The Supreme Court already is set to consider a major abortion case on Dec. 1 in a dispute centering on Mississippi’s law banning abortions starting at 15 weeks of pregnancy. In that case, Mississippi has asked the justices to overturn Roe v. Wade. A ruling is due by the end of June 2022.
The Supreme Court, which has a 6-3 conservative majority, previously allowed the Texas law to be enforced in a separate challenge brought by abortion providers. In that 5-4 decision on Sept. 1, conservative Chief Justice John Roberts expressed skepticism about how the law is enforced and joined the three liberal justices in dissent.
Paxton on Thursday also asked the Supreme Court to reject a bid by the abortion providers to have the justices immediately hear their case.
The Justice Department filed its lawsuit challenging the Texas statute in September, arguing that it is unconstitutional and explicitly designed to evade judicial review.

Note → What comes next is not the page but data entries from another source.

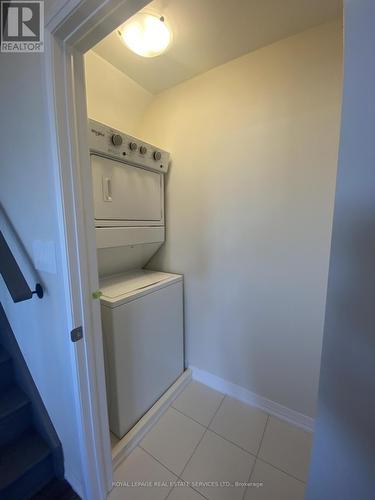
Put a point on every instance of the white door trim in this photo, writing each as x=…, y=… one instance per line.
x=72, y=31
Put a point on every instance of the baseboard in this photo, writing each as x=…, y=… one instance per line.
x=238, y=392
x=125, y=446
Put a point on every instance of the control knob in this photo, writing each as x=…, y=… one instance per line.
x=116, y=140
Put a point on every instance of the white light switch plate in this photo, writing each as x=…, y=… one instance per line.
x=44, y=256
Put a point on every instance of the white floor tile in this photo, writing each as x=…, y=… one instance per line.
x=286, y=447
x=276, y=484
x=198, y=402
x=217, y=460
x=184, y=493
x=140, y=467
x=173, y=439
x=240, y=423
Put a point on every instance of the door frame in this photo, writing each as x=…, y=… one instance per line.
x=70, y=32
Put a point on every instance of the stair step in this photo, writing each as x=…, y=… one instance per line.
x=26, y=466
x=57, y=489
x=6, y=369
x=15, y=414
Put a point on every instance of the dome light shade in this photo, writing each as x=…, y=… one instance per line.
x=146, y=35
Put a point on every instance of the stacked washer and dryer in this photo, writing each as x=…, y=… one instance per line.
x=142, y=310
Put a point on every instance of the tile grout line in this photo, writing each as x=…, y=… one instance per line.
x=283, y=471
x=199, y=442
x=220, y=435
x=264, y=432
x=256, y=458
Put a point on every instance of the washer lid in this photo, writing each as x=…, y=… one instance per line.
x=115, y=287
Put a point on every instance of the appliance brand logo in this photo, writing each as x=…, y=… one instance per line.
x=22, y=26
x=97, y=133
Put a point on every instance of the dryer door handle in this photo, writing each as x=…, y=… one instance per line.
x=107, y=189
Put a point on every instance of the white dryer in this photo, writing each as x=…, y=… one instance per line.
x=142, y=311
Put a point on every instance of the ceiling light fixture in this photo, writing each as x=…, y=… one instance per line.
x=146, y=34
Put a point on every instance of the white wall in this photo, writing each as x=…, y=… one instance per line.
x=249, y=210
x=28, y=195
x=345, y=435
x=112, y=97
x=249, y=204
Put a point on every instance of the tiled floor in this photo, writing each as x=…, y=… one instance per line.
x=205, y=443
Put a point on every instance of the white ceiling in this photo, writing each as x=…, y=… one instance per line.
x=207, y=33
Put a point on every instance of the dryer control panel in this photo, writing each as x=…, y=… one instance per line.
x=124, y=147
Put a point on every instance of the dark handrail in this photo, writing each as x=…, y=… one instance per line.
x=13, y=277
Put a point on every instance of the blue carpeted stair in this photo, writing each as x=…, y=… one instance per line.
x=26, y=462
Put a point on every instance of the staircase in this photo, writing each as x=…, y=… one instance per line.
x=26, y=462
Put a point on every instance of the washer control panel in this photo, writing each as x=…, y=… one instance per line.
x=114, y=143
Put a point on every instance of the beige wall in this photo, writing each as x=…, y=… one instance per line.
x=249, y=204
x=112, y=97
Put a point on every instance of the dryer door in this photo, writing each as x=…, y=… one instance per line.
x=126, y=193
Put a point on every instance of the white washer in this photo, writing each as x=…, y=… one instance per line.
x=142, y=316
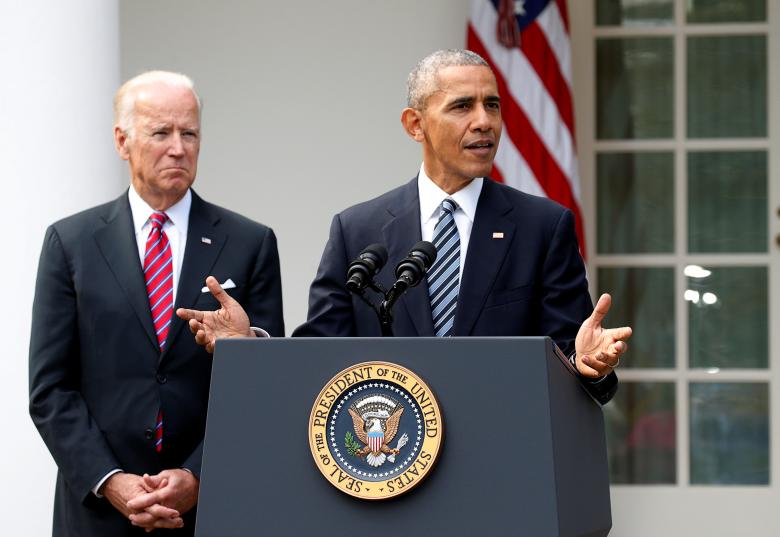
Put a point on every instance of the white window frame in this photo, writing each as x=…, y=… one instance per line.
x=684, y=509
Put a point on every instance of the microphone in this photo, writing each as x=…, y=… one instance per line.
x=412, y=268
x=362, y=270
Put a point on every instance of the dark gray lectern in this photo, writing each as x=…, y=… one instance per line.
x=524, y=451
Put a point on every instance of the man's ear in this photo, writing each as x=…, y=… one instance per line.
x=412, y=119
x=120, y=142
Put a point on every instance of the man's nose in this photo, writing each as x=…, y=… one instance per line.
x=481, y=120
x=176, y=146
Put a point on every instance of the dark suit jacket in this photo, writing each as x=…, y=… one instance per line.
x=97, y=378
x=531, y=282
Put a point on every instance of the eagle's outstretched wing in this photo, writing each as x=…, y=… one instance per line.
x=391, y=425
x=359, y=426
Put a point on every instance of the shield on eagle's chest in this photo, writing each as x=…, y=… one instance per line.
x=375, y=440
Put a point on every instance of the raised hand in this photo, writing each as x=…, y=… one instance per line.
x=230, y=320
x=599, y=348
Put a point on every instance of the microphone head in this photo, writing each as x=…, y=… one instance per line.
x=361, y=272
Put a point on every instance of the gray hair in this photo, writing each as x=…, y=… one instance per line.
x=422, y=81
x=126, y=95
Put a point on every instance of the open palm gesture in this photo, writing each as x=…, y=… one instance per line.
x=599, y=348
x=230, y=320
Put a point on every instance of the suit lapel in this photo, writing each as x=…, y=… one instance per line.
x=199, y=258
x=401, y=233
x=116, y=241
x=485, y=255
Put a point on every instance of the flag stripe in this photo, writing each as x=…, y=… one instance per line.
x=537, y=153
x=542, y=58
x=525, y=88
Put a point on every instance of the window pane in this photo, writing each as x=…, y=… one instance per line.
x=729, y=434
x=727, y=86
x=634, y=83
x=641, y=435
x=644, y=300
x=633, y=189
x=727, y=201
x=634, y=13
x=728, y=318
x=726, y=11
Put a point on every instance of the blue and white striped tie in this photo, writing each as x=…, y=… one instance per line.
x=444, y=275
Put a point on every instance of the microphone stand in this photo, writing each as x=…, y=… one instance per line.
x=384, y=311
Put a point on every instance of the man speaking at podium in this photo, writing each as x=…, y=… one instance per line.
x=118, y=389
x=508, y=263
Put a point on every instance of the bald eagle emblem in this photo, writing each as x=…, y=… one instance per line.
x=375, y=419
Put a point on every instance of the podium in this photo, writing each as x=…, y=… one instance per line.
x=524, y=451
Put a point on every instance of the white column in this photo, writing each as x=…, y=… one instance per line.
x=60, y=67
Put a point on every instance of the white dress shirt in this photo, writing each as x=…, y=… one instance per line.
x=431, y=197
x=175, y=228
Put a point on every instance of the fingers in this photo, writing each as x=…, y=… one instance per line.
x=590, y=367
x=601, y=309
x=186, y=314
x=217, y=292
x=143, y=501
x=153, y=482
x=149, y=521
x=624, y=332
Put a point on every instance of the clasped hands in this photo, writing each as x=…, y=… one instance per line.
x=156, y=501
x=598, y=348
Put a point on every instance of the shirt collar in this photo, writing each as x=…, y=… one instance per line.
x=431, y=196
x=178, y=213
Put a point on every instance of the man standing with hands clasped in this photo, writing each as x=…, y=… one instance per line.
x=118, y=390
x=508, y=263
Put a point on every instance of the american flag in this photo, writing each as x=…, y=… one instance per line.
x=375, y=441
x=527, y=45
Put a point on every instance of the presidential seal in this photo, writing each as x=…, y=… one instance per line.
x=375, y=430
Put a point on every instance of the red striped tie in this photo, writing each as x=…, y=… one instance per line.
x=158, y=272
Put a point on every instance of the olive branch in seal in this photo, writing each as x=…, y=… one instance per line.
x=352, y=445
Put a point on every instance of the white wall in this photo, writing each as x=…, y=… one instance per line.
x=302, y=104
x=60, y=67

The law is unusual in that it gives private citizens the power to enforce it by enabling them to sue anyone who performs or assists a woman in getting an abortion after cardiac activity is detected in the embryo. That feature has helped shield the law from being immediately blocked as it made it more difficult to directly sue the state.
Individual citizens can be awarded a minimum of $10,000 for bringing successful lawsuits. Critics have said this provision lets people act as anti-abortion bounty hunters, a characterization its proponents reject.
The Biden administration has asked the Supreme Court to quickly restore a federal judge’s Oct. 6 order temporarily blocking the law. The New Orleans-based 5th U.S. Circuit Court of Appeals lifted that order a few days later.
In his Oct. 6 ruling, U.S. District Judge Robert Pitman in Austin, Texas, found that the law was likely unconstitutional and designed to avoid judicial scrutiny. The judge said he would “not sanction one more day of this offensive deprivation of such an important right.”